In this June 2017 file photo, Barry Cadden, president of the New England Compounding Center, followed by members of his legal team, arrives at the federal courthouse for his sentencing in Boston.
CNN  — 

Barry Cadden, the former owner of a Massachusetts compounding pharmacy linked to a deadly 2012 multistate fungal meningitis outbreak, pleaded no contest Monday to 11 counts of involuntary manslaughter relating to the Michigan residents who died from contaminated drugs, prosecutors said.

More than 100 people died across the US, federal prosecutors have said. Among them, at least 11 Michigan residents who received injection treatments that were compounded and produced at the New England Compounding Center (NECC), which Cadden owned, according to a news release from the Michigan Department of Attorney General Dana Nessel.

The drug those residents were injected with was contaminated, the attorney general’s office said.

“Cadden ran his pharmaceutical lab with a shocking and abhorrent disregard for basic safety rules and practices, and in doing so he tragically killed eleven Michigan patients,” Nessel said in a statement. “Patients must be able to trust their medications are safe, and doctors must be assured they aren’t administering deadly poison.”

Cadden will have to serve between 10 to 15 years in prison, which will run concurrently with a federal sentence he’s already serving in connection with the outbreak, the release said.
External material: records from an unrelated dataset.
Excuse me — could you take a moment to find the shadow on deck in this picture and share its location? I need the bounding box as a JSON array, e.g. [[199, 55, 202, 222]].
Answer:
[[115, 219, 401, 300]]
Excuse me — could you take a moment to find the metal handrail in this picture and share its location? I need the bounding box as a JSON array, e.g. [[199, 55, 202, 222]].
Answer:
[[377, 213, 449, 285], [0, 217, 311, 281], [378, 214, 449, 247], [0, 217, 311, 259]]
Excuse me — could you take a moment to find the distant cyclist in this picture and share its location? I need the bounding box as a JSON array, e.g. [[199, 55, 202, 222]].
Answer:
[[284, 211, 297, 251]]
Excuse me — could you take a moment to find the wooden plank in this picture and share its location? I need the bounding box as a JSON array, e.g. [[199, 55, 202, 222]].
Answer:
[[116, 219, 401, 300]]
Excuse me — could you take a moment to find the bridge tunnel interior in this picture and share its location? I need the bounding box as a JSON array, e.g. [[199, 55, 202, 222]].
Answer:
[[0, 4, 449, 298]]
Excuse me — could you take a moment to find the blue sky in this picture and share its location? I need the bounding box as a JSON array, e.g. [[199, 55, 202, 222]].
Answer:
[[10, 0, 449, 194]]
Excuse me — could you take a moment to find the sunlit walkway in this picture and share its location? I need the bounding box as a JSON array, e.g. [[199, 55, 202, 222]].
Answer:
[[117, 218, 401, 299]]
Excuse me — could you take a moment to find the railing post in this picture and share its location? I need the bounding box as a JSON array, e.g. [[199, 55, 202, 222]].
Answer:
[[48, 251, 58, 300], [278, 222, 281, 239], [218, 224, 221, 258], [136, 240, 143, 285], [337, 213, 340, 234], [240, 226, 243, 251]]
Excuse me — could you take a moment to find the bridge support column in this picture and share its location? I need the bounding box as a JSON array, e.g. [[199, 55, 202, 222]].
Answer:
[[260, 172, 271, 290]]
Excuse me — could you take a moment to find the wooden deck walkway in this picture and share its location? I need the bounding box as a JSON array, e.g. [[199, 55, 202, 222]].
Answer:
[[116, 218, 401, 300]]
CNN was not able to reach an attorney for Cadden. His sentencing is scheduled for April 18.

Nearly 800 people in 20 states were diagnosed with a fungal infection in 2012 after receiving injections from contaminated vials of medicine manufactured by the NECC, the US Attorney’s Office for the District of Massachusetts has said.

The outbreak became the “largest public health crisis ever caused by a contaminated pharmaceutical drug,” the US attorney’s office said.

Bruce Singal, an attorney for Cadden, told CNN in 2017 their “thoughts and prayers” were with the outbreak victims and added he had “nothing more to say.”

Compounding pharmacists customize medications to fit an individual’s needs, and compounding pharmacies usually make only a couple of doses for a specific patient, which can lower the cost of production, CNN has previously reported.

The Michigan attorney general said Cadden “disregarded sterility procedures … and ran his business in an egregiously unsafe manner, endorsing laboratory directives wherein cleaning records and scientific testing results were regularly forced and fabricated.”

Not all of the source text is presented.